Some errors and approximations, the same once again as those of the LLMs, are still at work. The success rate of experiments by engineers at DeepMind varies between less than 50% (reasoning) and more than 75% (symbol recognition). “I have a lot of hope for what we are developing, but objectively, it’s still primitive”, admits Vincent Vanhoucke, who refutes any idea of ​​marketing a robot for the moment. Back to our Moravec paradox. “The interaction with the physical world is extremely difficult. It is a real challenge in terms of mobility, dexterity”, abounds the DeepMind expert. The humanoid, moreover, is not necessarily the best solution to explore. Even if it is the one chosen, in particular, by Elon Musk for his Optimus robot, the sale of which could begin around 2027. And by the firm Boston Dynamics, the other big name in robotics, with the so-called Atlas, a solid fellow of scrap of 1m88. This former subsidiary of Google was also known by his robot dogs sturdy and capable of moving with astonishing agility, opening doors or lifting objects.

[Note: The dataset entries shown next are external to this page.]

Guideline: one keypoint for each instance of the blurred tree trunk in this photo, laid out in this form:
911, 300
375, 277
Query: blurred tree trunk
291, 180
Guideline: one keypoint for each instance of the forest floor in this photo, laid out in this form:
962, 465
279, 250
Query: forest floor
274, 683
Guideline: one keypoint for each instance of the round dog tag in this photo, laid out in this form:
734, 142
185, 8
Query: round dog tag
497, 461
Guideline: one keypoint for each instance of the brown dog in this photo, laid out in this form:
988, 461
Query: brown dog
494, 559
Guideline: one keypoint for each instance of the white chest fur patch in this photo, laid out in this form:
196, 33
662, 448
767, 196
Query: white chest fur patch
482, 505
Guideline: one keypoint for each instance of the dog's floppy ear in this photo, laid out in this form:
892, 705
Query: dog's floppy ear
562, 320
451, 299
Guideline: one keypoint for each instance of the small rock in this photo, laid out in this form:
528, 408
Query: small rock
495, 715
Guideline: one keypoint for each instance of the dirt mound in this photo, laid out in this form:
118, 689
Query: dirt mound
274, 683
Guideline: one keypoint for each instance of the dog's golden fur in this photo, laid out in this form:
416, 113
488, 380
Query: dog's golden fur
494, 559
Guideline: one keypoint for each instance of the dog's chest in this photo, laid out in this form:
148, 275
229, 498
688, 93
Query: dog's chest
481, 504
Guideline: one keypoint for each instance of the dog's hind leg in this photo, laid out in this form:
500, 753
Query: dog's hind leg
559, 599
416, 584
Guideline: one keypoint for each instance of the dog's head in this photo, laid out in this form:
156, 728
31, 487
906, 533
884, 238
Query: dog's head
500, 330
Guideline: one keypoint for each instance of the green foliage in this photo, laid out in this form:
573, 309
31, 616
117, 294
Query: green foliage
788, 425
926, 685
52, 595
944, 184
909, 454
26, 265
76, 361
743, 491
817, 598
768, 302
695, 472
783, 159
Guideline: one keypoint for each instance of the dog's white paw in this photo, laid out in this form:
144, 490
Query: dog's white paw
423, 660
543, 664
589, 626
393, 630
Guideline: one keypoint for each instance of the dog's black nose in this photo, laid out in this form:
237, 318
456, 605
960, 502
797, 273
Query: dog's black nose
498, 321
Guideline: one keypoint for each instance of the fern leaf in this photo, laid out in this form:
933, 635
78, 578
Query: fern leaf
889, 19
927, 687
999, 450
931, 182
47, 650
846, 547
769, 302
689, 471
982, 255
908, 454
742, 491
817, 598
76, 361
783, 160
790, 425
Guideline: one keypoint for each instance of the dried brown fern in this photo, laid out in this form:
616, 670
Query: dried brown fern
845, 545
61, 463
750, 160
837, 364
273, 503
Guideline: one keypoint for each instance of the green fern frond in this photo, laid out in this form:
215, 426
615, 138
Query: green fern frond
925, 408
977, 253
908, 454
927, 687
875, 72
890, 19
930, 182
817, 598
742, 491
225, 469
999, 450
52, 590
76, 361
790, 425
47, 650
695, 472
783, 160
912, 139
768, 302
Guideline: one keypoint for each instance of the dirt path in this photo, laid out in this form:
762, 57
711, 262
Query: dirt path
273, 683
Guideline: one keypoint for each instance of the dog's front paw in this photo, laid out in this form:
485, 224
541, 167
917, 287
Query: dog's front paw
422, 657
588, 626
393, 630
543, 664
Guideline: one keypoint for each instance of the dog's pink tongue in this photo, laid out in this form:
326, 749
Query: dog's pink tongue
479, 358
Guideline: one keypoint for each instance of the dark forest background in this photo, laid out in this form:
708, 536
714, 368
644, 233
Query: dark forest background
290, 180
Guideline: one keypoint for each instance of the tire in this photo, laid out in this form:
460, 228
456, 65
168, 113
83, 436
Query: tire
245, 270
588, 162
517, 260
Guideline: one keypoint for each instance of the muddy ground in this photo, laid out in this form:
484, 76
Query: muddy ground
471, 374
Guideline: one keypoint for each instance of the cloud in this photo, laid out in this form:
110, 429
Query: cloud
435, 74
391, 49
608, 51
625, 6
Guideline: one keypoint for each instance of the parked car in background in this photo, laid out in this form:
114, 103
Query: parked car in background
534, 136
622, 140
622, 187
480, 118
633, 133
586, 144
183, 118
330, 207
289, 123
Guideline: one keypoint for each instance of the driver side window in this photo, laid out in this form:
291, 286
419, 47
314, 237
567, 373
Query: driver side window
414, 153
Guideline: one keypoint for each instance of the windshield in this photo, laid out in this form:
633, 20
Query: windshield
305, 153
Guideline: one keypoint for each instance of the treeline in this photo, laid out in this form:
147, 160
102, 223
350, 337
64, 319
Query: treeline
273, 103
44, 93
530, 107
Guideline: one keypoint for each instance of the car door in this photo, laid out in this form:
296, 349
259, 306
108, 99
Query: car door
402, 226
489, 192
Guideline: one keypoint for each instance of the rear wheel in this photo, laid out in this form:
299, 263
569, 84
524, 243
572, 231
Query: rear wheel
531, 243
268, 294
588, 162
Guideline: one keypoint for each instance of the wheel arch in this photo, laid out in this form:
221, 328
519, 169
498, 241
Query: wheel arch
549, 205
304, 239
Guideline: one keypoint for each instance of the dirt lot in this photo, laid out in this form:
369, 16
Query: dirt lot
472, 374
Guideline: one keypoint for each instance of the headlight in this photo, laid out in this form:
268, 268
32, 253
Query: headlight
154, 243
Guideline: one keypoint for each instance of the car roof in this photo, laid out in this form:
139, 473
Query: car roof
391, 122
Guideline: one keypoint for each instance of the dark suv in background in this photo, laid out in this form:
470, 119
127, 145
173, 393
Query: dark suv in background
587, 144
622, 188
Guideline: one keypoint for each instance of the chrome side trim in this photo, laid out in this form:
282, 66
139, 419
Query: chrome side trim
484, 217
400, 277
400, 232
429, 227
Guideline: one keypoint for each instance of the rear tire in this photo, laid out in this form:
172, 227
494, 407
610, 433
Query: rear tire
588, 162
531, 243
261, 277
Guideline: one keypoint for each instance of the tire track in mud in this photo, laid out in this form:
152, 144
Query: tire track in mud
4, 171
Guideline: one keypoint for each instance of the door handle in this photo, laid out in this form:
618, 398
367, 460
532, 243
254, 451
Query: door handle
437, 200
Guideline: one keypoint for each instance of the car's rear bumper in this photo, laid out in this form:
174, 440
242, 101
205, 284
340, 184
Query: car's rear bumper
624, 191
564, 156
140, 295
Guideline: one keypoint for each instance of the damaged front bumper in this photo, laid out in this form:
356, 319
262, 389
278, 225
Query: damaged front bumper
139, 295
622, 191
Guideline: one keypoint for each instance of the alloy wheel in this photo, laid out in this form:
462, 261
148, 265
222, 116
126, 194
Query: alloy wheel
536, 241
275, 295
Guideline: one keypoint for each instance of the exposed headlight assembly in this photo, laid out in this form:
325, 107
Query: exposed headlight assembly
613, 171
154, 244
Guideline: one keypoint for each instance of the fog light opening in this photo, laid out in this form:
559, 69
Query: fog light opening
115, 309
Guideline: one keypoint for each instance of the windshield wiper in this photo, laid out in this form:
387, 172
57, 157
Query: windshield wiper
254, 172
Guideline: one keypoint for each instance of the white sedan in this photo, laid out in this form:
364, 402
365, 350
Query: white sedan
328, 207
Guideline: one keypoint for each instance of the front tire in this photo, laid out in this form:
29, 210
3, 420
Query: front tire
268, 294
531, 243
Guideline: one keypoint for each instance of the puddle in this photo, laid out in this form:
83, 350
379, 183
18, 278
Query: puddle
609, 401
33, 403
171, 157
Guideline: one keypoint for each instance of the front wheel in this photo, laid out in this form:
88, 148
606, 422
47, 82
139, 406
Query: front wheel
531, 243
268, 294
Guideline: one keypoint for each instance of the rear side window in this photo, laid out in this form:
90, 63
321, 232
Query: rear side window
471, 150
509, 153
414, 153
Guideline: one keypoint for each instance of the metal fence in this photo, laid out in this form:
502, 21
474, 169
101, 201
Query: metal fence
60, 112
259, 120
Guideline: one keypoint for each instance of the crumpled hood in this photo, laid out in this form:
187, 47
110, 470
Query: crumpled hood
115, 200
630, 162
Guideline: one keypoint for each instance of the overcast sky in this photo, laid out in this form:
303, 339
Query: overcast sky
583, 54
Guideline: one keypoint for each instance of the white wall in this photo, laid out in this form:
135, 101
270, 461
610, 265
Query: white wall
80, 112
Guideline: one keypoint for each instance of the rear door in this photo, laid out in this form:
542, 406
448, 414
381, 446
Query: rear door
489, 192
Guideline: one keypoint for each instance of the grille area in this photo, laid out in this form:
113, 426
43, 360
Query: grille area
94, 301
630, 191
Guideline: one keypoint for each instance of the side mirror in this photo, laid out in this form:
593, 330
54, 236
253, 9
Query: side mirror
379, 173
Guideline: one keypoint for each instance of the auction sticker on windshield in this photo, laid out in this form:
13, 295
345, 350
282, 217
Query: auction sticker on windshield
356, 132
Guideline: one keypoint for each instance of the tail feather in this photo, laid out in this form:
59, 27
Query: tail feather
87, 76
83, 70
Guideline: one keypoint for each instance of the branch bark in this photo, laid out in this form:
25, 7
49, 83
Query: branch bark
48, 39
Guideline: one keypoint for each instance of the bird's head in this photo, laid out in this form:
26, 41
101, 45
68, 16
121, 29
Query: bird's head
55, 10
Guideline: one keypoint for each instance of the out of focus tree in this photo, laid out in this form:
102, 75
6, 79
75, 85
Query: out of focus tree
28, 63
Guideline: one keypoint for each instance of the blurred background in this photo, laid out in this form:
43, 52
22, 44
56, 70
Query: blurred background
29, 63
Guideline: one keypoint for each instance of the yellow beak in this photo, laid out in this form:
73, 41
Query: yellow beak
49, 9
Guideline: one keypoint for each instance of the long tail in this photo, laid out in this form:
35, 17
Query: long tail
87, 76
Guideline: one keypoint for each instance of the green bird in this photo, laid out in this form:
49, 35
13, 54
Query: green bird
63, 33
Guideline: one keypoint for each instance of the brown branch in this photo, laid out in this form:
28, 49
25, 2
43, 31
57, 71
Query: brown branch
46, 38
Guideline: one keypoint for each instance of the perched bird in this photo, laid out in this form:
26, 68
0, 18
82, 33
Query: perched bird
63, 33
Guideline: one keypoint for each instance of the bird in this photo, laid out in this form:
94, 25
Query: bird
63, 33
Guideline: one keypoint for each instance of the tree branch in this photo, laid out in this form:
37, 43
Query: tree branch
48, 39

“There are really robots, in the more recent imagination, which are just as interesting”, continues Vincent Vanhoucke. “In the first part of the saga Iron ManTony Stark has machines in his workshop that help him with his physical tasks, his do-it-yourself, to often humorous scenes. And these are robots that are not fantastic from a mechanical point of view: most are simple arms. The difference is in intelligence. These robots understand what the hero demands and react to his actions. Integrating this into basic robots already available on the market could completely change the way we use them in everyday life.”

Industry, sport, household chores, cooking, helping people in difficulty… The range of possibilities is vast. Even more if we add voice commands and not just text. Nothing insurmountable. The contribution of LLMs opens the emergence of assistants to do everything. Really All. Ironically, ChatGPT, Bing, Bard, Claude, and many others were predicted to never be able to leave their screens and be useless in manual tasks. Technological developments are already proving the opposite.